"After its rapturous reception in Britain and America, knives are being sharpened for Slumdog Millionaire.
"Vile," is how Alice Miles described the movie in The Times. "Slumdog
Millionaire is poverty porn" that invites the viewer to enjoy the
miseries it depicts, she adds.
Even that old iconic Bollywood
blusterer, Amitabh Bachchan, has thrown his empty-headed two rupees'
worth into the mix. "If Slumdog Millionaire projects India as a
third-world, dirty, underbelly developing nation and causes pain and
disgust among nationalists and patriots, let it be known that a murky
underbelly exists and thrives even in the most developed nations," he
bellowed. "It's just that the Slumdog Millionaire idea, authored by an
Indian and conceived and cinematically put together by a westerner,
gets creative global recognition," he added.
Bachchan is no doubt
riled, as many other Bollywood no-talents will be, about the fact that
the best film to be made about India in recent times has been made by a
white man, Danny Boyle.
Just as Spike Lee got hissy with Quentin Tarantino after he proved he
could make hipper films about black people than Lee could (Lee
ostentatiously criticised Tarantino's use of the word "nigger" while
littering his own films with the same language), so many Indians will
be upset about a westerner having a better understanding of their
country than they do."
The piece goes on to give a rationale for why this state of affairs may have come to pass:
"The bitter truth is, Slumdog Millionaire could only have been made
by westerners. The talent exists in India for such movies: much of it,
like the brilliant actor Irrfan Khan, contributed to this film. But
Bollywood producers, fixated with making flimsy films about the lives
of the middle class, will never throw their weight behind such
projects. Like Bachchan, they are too blind to what India really is to
deal with it. Poor Indians, like those in Slumdog, do not constitute
India's "murky underbelly" as Bachchan moronically describes them.
They, in fact, are the nation. Over 80% of Indians live on less than
$2.50 (£1.70) a day; 40% on less than $1.25. A third of the world's
poorest people are Indian, as are 40% of all malnourished children.

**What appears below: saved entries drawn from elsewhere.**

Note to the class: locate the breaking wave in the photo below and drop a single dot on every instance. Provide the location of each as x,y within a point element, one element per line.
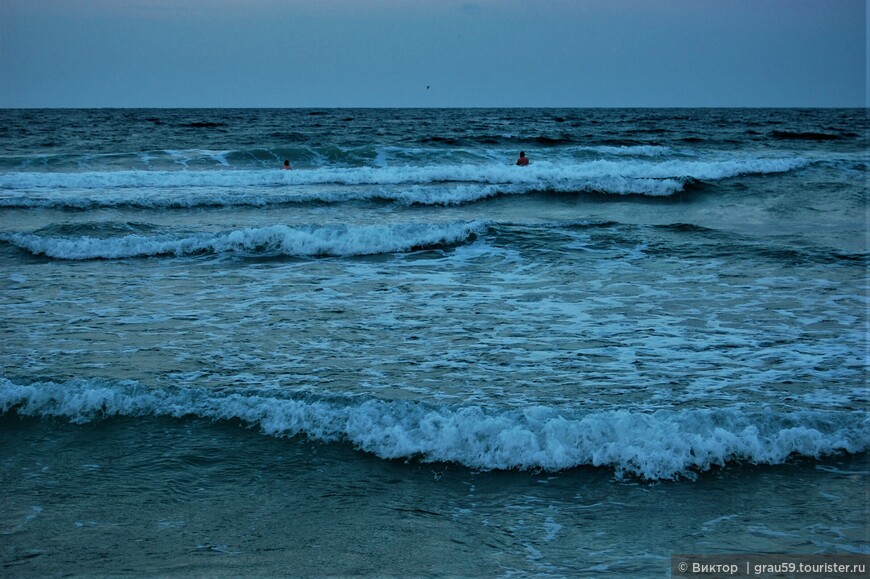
<point>427,185</point>
<point>310,241</point>
<point>665,444</point>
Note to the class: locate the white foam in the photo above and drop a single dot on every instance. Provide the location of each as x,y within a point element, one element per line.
<point>459,183</point>
<point>274,240</point>
<point>653,445</point>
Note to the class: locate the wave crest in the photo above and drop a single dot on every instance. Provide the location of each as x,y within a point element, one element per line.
<point>338,240</point>
<point>665,444</point>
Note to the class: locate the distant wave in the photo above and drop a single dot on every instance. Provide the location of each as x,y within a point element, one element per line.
<point>429,185</point>
<point>664,444</point>
<point>338,240</point>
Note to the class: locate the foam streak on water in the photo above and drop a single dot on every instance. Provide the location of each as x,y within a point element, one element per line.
<point>661,300</point>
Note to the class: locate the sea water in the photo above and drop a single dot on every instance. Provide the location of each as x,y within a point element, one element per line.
<point>408,356</point>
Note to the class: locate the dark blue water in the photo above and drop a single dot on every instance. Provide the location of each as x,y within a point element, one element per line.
<point>410,356</point>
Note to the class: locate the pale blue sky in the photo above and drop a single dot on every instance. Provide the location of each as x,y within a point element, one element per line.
<point>474,53</point>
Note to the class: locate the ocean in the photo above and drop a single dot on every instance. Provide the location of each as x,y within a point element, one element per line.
<point>408,356</point>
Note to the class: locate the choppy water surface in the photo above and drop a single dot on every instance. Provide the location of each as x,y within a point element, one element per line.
<point>419,336</point>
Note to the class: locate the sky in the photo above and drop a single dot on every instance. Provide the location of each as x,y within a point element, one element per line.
<point>434,53</point>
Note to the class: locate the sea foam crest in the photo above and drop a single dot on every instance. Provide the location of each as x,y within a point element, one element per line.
<point>664,444</point>
<point>336,240</point>
<point>605,175</point>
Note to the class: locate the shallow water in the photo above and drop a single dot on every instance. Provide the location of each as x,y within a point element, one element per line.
<point>408,356</point>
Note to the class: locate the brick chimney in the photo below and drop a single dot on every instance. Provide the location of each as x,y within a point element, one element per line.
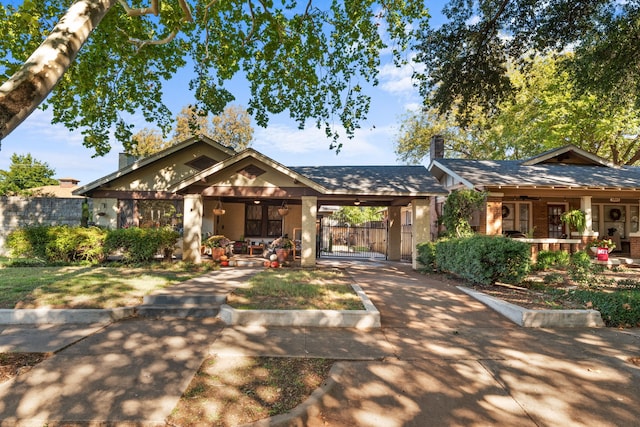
<point>125,160</point>
<point>68,182</point>
<point>436,148</point>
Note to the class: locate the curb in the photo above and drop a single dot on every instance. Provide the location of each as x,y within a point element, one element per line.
<point>39,316</point>
<point>539,318</point>
<point>359,319</point>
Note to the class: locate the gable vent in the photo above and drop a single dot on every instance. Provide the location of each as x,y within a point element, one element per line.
<point>251,171</point>
<point>201,163</point>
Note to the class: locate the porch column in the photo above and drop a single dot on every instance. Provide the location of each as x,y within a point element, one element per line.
<point>192,228</point>
<point>585,206</point>
<point>309,233</point>
<point>394,244</point>
<point>421,215</point>
<point>588,234</point>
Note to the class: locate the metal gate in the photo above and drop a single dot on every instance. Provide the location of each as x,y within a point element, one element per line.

In
Mumbai alone, 2.6 million children live on the street or in slums, and
400,000 work in prostitution. But these people are absent from
mainstream Bollywood cinema.
Bachchan's blinkered comments prove
how hopelessly blind he and most of Bollywood are to the reality of
India and how wholly incapable they are of making films that can
address it. Instead, they produce worthless trash like Jaane Tu, Rock
On!! and Love Story 2050, full of affluent young Indians desperately,
and mostly idiotically, trying to look cool and modern.
Slumdog
Millionaire is based on the novel, Q&A, by Vikas Swarup. I know
Vikas – an Indian diplomat, he loves his country as much as anyone and
did it the service of telling its truth with great warmth and humanity.
And Danny Boyle's film continues in precisely the same vein. His
innovative brilliance, fresh perspective and foreign money was vital.
As an outsider, he saw the truth that middle-class Indians are too
often inured to: that countless people exist in conditions close to
hell yet maintain a breath-taking exuberance, dignity and decency."
It's an important point to keep in mind about India in matters far beyond movies made about India by Indians or foreigners.
India is still a developing country, with only a 2 to 300 million of it's 1.1 billion souls living a middle-class or better life. Most people in India do not yet have access to clean water.
A couple of days ago my friend
Rajesh Jain had a
post on his blog wondering when India would be able to get it's own Obama and a government that would pro-actively address the many issues and opportunities ahead for the country. A comment by one of his readers,
Antariksh Patel, hit home:
"Indians who watched the swearing in of Obama or who use technology
consist only a fraction of the population. ultimately, its the rural
India that's going to decide who’s gonna rule for next 5 yrs, just like
last time. and while voting, rural India considers Bijli, Paani, Sadak
and also cast and creed. educating them is the only solution to allow
them to think beyond petty politics."
Antariskh is referring to electricity, water and roads with his comment on "bijli, paani and sadak", and it'd be a great start to addres those infrastructure issues head-on for India to go the next level. China has long started to do this and is accelerating efforts with it's recent commitment to infrastructure spending to address the global downturn.

India's politicians, be they Obamaesque or not, have an opportunity to really step up to the plate as well.
But in the meantime, Indians will do what they did with the
India outsourcing miracle (
Satyam notwithstanding). They created global opportunities for themselves not because of their government, but despite them.
Coming back to Indian movies, "Slumdog Millionaire" is just an example of a movie about India getting global recognition not just because of the Bollywood establishment, but despite them.